There is no denying that there is a growing demand for nursing and healthcare professionals, but you must meet educational requirements to compete for these positions. According to the Bureau of Labor Statistics, the field of nursing is expected to grow by 26 percent by 2020 for Registered Nurses. While this is a promising statistic that sheds light on just how high in demand nursing will be as the population ages, you must hold the appropriate degree to compete in an already competitive field. If you are considering enrolling in an Associate’s Nursing Degree program, it is important to understand what the demand is like and what opportunities the completion of this program will open up for you.

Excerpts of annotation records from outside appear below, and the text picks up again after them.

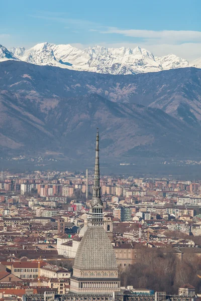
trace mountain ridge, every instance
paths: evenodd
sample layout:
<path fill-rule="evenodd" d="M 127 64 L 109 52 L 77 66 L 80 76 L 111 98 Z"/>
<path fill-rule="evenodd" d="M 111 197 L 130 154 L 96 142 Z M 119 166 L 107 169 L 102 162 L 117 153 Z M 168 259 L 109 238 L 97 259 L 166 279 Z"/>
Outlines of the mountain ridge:
<path fill-rule="evenodd" d="M 45 42 L 28 50 L 13 47 L 10 51 L 19 59 L 30 63 L 114 75 L 158 72 L 191 66 L 186 60 L 175 55 L 154 57 L 139 47 L 132 49 L 95 45 L 81 50 L 70 44 L 57 45 Z"/>
<path fill-rule="evenodd" d="M 87 158 L 98 127 L 107 160 L 198 157 L 200 79 L 192 67 L 113 75 L 2 62 L 0 152 Z"/>

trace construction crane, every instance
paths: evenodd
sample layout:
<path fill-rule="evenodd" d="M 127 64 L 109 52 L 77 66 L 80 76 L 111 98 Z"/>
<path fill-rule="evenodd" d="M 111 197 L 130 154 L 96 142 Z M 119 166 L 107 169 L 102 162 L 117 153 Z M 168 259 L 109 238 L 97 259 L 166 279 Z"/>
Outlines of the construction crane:
<path fill-rule="evenodd" d="M 142 223 L 141 222 L 139 223 L 139 234 L 138 234 L 139 242 L 141 242 L 142 238 Z"/>
<path fill-rule="evenodd" d="M 41 256 L 40 256 L 38 258 L 38 286 L 40 286 L 40 277 L 41 277 Z"/>

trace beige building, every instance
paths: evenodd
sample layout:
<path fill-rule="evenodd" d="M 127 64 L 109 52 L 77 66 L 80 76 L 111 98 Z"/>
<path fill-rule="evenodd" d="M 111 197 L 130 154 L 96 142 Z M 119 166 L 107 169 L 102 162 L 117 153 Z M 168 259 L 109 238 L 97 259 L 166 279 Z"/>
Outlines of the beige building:
<path fill-rule="evenodd" d="M 44 264 L 45 262 L 41 262 L 41 267 Z M 38 262 L 14 261 L 11 266 L 11 272 L 21 279 L 38 278 Z"/>
<path fill-rule="evenodd" d="M 136 262 L 137 249 L 131 243 L 122 244 L 114 248 L 119 266 L 125 267 Z"/>
<path fill-rule="evenodd" d="M 41 276 L 47 278 L 66 279 L 70 277 L 70 272 L 67 269 L 49 263 L 41 267 L 40 274 Z"/>

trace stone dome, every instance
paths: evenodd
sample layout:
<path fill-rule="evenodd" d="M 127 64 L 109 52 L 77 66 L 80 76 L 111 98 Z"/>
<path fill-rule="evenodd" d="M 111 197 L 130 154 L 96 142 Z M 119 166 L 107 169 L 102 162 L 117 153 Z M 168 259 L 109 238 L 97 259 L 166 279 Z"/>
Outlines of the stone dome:
<path fill-rule="evenodd" d="M 89 227 L 80 243 L 73 269 L 117 270 L 115 251 L 103 227 Z"/>

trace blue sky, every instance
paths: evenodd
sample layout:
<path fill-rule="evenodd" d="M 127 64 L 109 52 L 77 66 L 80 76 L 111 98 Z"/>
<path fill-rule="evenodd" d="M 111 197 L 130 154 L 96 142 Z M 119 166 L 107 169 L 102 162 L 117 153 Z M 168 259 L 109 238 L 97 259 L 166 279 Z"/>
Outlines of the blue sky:
<path fill-rule="evenodd" d="M 143 47 L 201 57 L 200 0 L 34 0 L 0 3 L 0 44 Z"/>

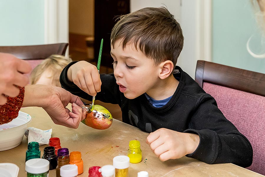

A Quicker Route to Becoming a Licensed Nurse
In the past, individuals interested in becoming registered nursing professionals would enroll in a Bachelor’s degree program to satisfy licensing requirements. A Bachelor’s degree program, which typically takes 4 years to complete, will teach both theory and practical skills that are needed to pass an RN licensing exam. Now, with the growing demand for registered nurses in virtually all healthcare settings, the shorter Associate’s degree program is becoming increasingly popular. Based on the fact that an ADN program is 2 years and a BDN program is 4 years, students who want to jump start their careers can enter the field and earn their license much faster by going the Associate’s degree route.
What Are Some of the Differences for Applicants Who Only Possess an ADN?
You must consider how the educational path you take will affect your career path options before you select any type of nursing degree program. While an Associate’s Degree Nursing program will teach you the core curriculum you need to know to pass your state licensing exam, you will be taking a limited amount of courses to earn your degree and this limitation may restrict your career options. Upon earning your license, you will earn less as an entry-level Associate’s Degree Nurse than you would as a Bachelor’s Degree Nurse. While salary differences are not dramatic, the average ADN earned about $71,000 in 2006 and the average BDN with the same level of experience earned about $75,000. As entry-level candidates earn experience, the gap does shrink.
When is the Fast Track the Right Option?
If you have always dreamed of working as a nurse, taking the fast track into the field may be the right option. Once you earn your Associate’s degree and you possess a license, you can start working your way up the ladder as a nursing professional. Being an Associate’s Degree nurse is a great choice for individuals who would like to advance their career and earn their Bachelor’s degree while they are working in the profession. You may also be able to find an employer who will pay for continuing education.
More and more healthcare facilities are looking for ADN professionals who are motivated and ready to work their way up. If you fall into this category, start reviewing degree, licensing and employment requirements, and enter the rewarding field of nursing to make a living and a difference.